UC Santa Barbara

Radio Frequency (RF) signals, like WiFi, are ubiquitous in our surroundings. These signals interact with the objects as well as people, on their path from the transmitter to the receiver, and can thus carry implicit information about the area that they pass through. Sensing and extracting such information from off-the-shelf devices in our surroundings, is a problem of considerable interest. Additionally, robots are becoming an integral part of our lives. Utilizing the mobility of robots, along with the ubiquity of off-the-shelf devices, opens up new possibilities for RF sensing with robots. In this dissertation, we show how we can use readily available off-the-shelf devices to deduce information about our surroundings, and discuss various possibilities for utilizing the mobility of robots for RF sensing.

First, we discuss how we can use WiFi RSSI measurements and drones to achieve 3D through-wall imaging of completely unknown areas behind brick walls. This is possible through our proposed approach involving signal propagation modeling, sparsity and spatial correlation exploitation, and path planning optimization. We then validate our proposed approach through experimental results obtained using our extensive testbed that includes drones and off-the-shelf WiFi devices.

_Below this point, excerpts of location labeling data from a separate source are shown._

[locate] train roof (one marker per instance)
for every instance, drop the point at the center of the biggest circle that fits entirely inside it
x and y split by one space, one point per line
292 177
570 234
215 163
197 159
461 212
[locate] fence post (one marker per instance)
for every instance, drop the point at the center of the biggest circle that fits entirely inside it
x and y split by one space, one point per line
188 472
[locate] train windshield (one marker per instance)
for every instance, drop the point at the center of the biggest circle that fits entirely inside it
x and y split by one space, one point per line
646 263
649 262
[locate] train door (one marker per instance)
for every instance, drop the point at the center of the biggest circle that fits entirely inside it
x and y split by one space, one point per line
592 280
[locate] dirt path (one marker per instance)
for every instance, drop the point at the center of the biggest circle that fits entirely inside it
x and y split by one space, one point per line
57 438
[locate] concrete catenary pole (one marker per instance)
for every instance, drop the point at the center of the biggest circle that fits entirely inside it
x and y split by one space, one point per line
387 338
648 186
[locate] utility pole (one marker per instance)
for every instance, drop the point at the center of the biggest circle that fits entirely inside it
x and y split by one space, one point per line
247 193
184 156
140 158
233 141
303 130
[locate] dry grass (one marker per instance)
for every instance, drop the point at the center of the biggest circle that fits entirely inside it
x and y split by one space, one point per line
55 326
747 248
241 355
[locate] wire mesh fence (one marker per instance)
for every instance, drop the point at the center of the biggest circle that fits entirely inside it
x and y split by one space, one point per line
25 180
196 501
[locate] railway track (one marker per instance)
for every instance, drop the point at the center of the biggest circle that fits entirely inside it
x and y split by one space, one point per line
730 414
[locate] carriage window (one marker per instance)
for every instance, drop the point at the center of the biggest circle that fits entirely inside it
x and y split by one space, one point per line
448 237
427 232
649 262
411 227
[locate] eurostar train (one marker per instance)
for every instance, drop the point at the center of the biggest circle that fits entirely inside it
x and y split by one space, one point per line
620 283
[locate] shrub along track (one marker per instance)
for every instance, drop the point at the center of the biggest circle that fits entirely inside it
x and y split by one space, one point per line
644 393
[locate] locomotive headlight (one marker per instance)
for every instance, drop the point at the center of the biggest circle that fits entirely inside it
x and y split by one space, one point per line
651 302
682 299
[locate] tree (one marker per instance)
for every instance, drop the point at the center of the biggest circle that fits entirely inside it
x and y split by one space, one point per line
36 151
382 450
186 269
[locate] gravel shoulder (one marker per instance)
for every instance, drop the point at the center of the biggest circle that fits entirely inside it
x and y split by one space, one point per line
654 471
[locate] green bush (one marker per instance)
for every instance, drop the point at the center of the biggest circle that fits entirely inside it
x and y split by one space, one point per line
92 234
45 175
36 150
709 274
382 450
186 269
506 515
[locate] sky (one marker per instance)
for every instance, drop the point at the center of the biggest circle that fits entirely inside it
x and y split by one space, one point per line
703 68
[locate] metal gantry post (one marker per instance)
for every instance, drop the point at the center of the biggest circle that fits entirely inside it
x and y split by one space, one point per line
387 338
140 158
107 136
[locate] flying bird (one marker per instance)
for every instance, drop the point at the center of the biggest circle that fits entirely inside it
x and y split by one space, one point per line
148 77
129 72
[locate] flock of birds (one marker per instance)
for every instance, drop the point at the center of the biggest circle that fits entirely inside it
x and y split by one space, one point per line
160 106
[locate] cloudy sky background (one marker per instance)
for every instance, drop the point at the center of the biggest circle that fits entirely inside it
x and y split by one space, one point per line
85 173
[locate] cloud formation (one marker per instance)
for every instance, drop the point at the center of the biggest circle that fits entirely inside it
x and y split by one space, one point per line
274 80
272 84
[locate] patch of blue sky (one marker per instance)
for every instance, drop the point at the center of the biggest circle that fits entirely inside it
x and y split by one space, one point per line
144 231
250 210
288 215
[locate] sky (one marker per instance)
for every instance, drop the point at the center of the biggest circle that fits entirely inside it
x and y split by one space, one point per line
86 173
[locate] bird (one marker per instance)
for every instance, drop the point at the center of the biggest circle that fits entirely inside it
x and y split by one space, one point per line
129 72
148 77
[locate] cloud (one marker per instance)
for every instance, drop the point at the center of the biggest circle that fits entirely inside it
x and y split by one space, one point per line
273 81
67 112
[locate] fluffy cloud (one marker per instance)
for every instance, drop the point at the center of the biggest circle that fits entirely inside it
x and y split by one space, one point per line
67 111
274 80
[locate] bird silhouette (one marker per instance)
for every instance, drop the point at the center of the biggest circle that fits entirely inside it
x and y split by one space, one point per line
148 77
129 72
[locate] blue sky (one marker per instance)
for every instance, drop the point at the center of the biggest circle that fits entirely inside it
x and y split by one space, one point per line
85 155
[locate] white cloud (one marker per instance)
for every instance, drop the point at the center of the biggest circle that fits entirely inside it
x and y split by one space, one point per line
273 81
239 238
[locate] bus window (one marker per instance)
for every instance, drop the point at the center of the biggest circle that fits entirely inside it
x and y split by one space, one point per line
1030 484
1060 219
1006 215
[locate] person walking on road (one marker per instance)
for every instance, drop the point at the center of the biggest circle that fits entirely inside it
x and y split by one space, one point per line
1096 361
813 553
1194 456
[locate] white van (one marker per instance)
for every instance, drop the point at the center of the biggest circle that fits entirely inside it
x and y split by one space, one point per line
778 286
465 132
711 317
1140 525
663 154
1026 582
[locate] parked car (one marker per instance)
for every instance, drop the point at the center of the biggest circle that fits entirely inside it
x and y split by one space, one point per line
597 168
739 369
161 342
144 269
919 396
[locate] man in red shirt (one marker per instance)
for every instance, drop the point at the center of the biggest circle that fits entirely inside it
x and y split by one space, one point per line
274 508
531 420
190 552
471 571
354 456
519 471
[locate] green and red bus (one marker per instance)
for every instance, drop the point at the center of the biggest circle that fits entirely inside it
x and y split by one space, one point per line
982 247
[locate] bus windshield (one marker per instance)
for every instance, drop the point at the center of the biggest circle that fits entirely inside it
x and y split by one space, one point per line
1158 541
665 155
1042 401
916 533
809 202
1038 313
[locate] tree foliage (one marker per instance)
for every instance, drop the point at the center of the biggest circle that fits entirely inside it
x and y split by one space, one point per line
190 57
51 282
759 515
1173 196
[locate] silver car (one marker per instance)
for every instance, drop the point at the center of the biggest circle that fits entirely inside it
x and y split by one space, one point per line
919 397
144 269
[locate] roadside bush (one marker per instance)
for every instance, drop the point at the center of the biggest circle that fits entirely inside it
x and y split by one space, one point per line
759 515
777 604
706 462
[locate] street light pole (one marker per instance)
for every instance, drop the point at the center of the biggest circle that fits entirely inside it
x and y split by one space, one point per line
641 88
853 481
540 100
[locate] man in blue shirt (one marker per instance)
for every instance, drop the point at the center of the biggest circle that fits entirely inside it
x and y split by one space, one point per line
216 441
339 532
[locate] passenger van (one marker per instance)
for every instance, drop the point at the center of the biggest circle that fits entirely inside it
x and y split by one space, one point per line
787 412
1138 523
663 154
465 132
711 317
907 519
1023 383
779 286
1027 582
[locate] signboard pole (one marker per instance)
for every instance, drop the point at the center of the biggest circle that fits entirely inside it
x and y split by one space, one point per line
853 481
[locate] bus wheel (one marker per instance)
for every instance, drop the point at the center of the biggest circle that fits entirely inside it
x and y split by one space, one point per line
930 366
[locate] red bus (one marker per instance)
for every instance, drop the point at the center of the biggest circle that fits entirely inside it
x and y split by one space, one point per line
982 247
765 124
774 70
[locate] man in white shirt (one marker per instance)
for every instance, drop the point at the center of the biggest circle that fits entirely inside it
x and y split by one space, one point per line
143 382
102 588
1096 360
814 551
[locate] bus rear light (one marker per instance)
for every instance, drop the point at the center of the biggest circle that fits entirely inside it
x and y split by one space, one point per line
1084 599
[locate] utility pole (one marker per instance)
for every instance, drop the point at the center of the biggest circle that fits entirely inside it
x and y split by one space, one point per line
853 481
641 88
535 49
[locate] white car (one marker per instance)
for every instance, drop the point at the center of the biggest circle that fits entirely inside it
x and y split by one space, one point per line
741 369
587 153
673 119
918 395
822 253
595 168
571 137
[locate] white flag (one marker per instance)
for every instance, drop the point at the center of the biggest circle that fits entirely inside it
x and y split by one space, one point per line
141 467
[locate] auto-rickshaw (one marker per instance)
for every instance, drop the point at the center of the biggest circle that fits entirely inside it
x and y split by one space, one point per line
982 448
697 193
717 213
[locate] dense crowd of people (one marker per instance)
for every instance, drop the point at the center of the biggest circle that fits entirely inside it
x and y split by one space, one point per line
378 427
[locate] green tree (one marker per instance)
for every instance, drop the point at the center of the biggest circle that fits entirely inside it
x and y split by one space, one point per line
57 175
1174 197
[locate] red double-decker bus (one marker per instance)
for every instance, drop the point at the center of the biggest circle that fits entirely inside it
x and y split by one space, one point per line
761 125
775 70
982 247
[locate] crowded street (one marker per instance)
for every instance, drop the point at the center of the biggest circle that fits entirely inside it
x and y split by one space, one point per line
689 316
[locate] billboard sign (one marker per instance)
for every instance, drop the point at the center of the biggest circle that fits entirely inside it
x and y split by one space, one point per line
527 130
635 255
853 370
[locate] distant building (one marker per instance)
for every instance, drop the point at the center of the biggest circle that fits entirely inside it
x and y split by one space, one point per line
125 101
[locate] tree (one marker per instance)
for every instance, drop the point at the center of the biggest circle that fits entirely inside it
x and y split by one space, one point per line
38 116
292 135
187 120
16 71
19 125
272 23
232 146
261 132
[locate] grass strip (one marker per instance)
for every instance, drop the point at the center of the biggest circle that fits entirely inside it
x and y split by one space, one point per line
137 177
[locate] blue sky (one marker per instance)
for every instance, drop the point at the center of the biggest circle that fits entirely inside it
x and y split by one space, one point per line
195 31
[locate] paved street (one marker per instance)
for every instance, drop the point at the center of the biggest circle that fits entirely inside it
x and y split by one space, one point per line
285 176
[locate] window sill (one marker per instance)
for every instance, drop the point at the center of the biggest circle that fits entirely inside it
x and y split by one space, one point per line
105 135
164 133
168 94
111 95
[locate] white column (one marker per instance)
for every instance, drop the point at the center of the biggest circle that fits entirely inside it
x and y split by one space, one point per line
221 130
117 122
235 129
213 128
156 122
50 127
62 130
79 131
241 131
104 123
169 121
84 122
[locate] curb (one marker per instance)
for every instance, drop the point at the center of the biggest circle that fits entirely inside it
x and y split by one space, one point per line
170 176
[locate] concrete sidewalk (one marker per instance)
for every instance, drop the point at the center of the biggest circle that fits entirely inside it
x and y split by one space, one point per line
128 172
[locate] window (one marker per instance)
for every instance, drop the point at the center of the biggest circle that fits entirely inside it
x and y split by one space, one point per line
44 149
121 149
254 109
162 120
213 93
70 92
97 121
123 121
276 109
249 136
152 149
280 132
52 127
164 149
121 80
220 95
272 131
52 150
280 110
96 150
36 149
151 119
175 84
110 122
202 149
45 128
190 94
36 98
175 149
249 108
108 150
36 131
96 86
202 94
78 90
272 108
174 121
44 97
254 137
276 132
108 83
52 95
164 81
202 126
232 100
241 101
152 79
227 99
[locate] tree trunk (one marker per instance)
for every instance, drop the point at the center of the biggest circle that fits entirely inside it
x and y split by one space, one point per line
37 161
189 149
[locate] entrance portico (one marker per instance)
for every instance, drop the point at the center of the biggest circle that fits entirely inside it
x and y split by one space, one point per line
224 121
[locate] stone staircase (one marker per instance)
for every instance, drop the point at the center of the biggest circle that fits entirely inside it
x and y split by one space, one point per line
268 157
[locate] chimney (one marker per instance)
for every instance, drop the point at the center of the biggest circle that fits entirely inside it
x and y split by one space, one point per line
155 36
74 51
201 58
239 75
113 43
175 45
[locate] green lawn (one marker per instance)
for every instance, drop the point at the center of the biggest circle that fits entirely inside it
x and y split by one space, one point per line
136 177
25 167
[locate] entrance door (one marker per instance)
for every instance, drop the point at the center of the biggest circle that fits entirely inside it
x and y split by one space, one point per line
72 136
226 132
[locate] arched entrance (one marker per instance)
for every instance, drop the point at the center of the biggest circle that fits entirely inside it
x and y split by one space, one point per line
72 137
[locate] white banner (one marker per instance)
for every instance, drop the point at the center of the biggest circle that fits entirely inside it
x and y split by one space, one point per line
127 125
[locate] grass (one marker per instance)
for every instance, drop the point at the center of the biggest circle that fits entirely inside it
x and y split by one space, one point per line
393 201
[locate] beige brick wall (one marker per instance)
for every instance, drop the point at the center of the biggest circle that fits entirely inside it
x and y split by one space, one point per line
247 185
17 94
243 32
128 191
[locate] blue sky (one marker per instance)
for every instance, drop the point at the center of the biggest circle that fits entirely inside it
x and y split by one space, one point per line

In the second part, we propose a new approach to the traditional angle-of-arrival (AoA) estimation problem, which enables AoA estimation with only the signal magnitude at an antenna array, and without the need for signal phase measurements. We estimate the AoA of various signal paths by utilizing the spatial correlation of the signal magnitude. We then discuss the fundamental ambiguities that can arise in such a framework and propose methods to address them. We finally show how this new framework allows for predicting the ray makeup, and the resulting channel quality, at unvisited locations in the workspace.

Finally, we discuss our proposed approach for multi-target tracking using WiFi. We have enabled passive tracking of multiple people walking in an area, with a small number of transceivers located on one side of the area, and without the need for people to carry any device. Our approach builds on the magnitude-based AoA framework, and utilizes multi-dimensional parameter extraction and particle filtering in order to track multiple targets. We then discuss our extensive experimental results for passively tracking up to three simultaneously walking people, using a small number of WiFi transceivers on one side of the area.